A large number of nutraceuticals, posse anti-inflammatory, antioxidative, antiapoptotic, and antiangiogenic activities, among those, the most prominent and studied is curcumin (diferuloylmethane). It is practically water-insoluble and has very poor bioavailability, thus various methods have been implemented to address this issue, such as liposomes, phospholipid vesicles, and polymer-based nano-formulation (Mohanty et al., 2010, Carvalho and Takeuchi et al., 2015). A 9-fold higher oral bioavailability of curcumin was observed when compared to curcumin co-administered with piperine (absorption enhancer) (Shaikh et al., 2009.). Another study of colloidal nanoparticles of curcumin dubbed, Theracurmin when compared to curcumin powder, exhibited 40-fold higher area under the curve (AUC) in rats and 27-fold higher in healthy human volunteers as well as inhibitory actions against alcohol intoxication (Sasaki et al., 2011).

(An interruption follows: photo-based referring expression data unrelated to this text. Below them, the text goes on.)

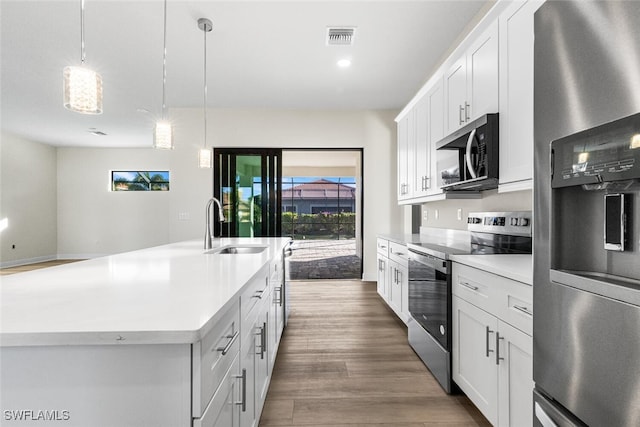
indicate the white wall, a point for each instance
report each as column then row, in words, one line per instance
column 94, row 221
column 27, row 200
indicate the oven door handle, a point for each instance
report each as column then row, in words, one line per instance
column 430, row 261
column 467, row 155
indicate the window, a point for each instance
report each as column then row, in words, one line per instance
column 140, row 181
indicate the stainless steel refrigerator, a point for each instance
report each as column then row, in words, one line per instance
column 586, row 250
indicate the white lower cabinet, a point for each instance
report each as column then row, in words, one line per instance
column 492, row 359
column 393, row 276
column 399, row 290
column 224, row 410
column 383, row 276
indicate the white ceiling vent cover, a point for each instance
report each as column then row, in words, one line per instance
column 340, row 36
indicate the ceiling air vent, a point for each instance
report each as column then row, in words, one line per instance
column 342, row 36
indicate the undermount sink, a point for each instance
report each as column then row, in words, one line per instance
column 237, row 249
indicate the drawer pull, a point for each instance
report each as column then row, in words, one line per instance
column 523, row 309
column 263, row 340
column 226, row 348
column 488, row 331
column 468, row 286
column 243, row 402
column 278, row 301
column 498, row 358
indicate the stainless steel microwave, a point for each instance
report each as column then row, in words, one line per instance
column 478, row 149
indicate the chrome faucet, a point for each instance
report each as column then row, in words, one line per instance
column 208, row 236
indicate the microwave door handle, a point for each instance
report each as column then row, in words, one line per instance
column 467, row 155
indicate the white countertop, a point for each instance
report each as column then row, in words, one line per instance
column 515, row 267
column 166, row 294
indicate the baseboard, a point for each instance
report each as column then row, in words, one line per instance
column 35, row 260
column 27, row 261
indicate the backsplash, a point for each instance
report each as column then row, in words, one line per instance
column 444, row 214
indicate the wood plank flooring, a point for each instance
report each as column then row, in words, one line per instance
column 344, row 360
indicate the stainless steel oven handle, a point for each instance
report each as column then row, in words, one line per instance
column 467, row 155
column 523, row 309
column 487, row 332
column 469, row 286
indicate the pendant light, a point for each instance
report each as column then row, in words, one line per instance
column 82, row 86
column 163, row 132
column 205, row 156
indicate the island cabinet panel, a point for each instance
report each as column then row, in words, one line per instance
column 90, row 385
column 212, row 357
column 224, row 410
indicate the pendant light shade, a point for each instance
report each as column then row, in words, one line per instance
column 82, row 86
column 82, row 90
column 163, row 132
column 163, row 135
column 205, row 156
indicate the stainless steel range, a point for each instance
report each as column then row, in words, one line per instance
column 430, row 279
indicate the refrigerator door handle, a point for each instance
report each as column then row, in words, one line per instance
column 542, row 416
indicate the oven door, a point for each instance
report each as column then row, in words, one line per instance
column 430, row 295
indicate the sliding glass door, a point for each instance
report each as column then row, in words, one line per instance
column 247, row 182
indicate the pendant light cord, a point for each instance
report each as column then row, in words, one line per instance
column 82, row 54
column 205, row 86
column 164, row 64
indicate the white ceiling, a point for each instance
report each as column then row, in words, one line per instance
column 261, row 54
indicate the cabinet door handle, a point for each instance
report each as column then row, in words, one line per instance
column 243, row 400
column 227, row 347
column 498, row 338
column 469, row 286
column 523, row 309
column 487, row 332
column 263, row 347
column 262, row 340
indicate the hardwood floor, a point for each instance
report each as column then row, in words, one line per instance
column 344, row 360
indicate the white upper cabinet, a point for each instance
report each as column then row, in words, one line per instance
column 422, row 153
column 471, row 83
column 516, row 95
column 406, row 130
column 435, row 98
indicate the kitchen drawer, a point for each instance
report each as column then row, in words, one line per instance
column 509, row 300
column 223, row 409
column 212, row 357
column 398, row 253
column 383, row 247
column 254, row 292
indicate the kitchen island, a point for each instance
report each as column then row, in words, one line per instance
column 149, row 337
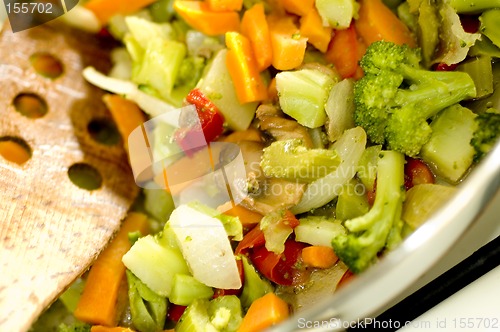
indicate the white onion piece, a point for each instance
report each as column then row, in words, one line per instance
column 206, row 248
column 350, row 147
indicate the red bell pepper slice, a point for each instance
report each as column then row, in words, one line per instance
column 211, row 122
column 282, row 269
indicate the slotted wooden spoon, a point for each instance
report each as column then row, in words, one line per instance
column 51, row 229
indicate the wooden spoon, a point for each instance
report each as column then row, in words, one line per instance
column 51, row 229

Resveratrol is an important non-flavonoid polyphenol, naturally occurs in several plants but most abundantly found in Vitis vinifera, labrusca, and muscadine grapes (Celotti and Ferrarini, 1996.). It is known for antioxidant, cardioprotective, anti-inflammatory and anticancer activities (Summerlin et al., 2015). Resveratrol has low solubility, with decent bioavailability, however, it is rapidly metabolized and eliminated (Walle, 2011, Kapetanovic et al., 2011) from the body. There are two geometric isomers of resveratrol (cis- and trans), however the more abundant and bioactive trans-resveratrol, is photosensitive, converters to cis-resveratrol in the presence of light (Trela and Waterhouse, 1996). Many nanoformulations of resveratrol to improve the pharmacokinetic profile and bioavailability have been reported. These include polymeric nanoparticles (da Rocha Lindner and Bonfanti Santos, 2015, Sanna et al., 2013), Zein based nanoparticles (Penalva et al., 2015), nanoemulsions (Sessa et al., 2013), liposomes (Catania et al., 2013), cyclodextrins (Venuti et al., 2014), and dual nanoencapsulation methods (Soo et al., 2016). Recently, neuroprotective effects of resveratrol were evaluated by preparing solid lipid nanoparticles decorated with apolipoprotein E for LDL receptor recognition on the blood-brain barrier (Neves et al., 2015).

Conclusion

Nanotechnology is truly a multidisciplinary science where chemists, physicist, biologists and pharmaceutical scientist all have played major roles to develop novel treatment and diagnosing modalities. It is evident through this review that application of nontechnology in drug delivery and medicine has paved new pathways and opened many doors for providing customizable and safer treatment option. The treatment of cancer and HIV/AIDS, non-invasive imaging as well as nutraceutical delivery have all progressed with the application of nanotechnology. Ultimately, through the manipulation of molecular size and surface properties, researchers are able to deliver drugs for longer period of time with less frequent dosing (sustained release) and with greater precision and penetration in difficult to access tissues.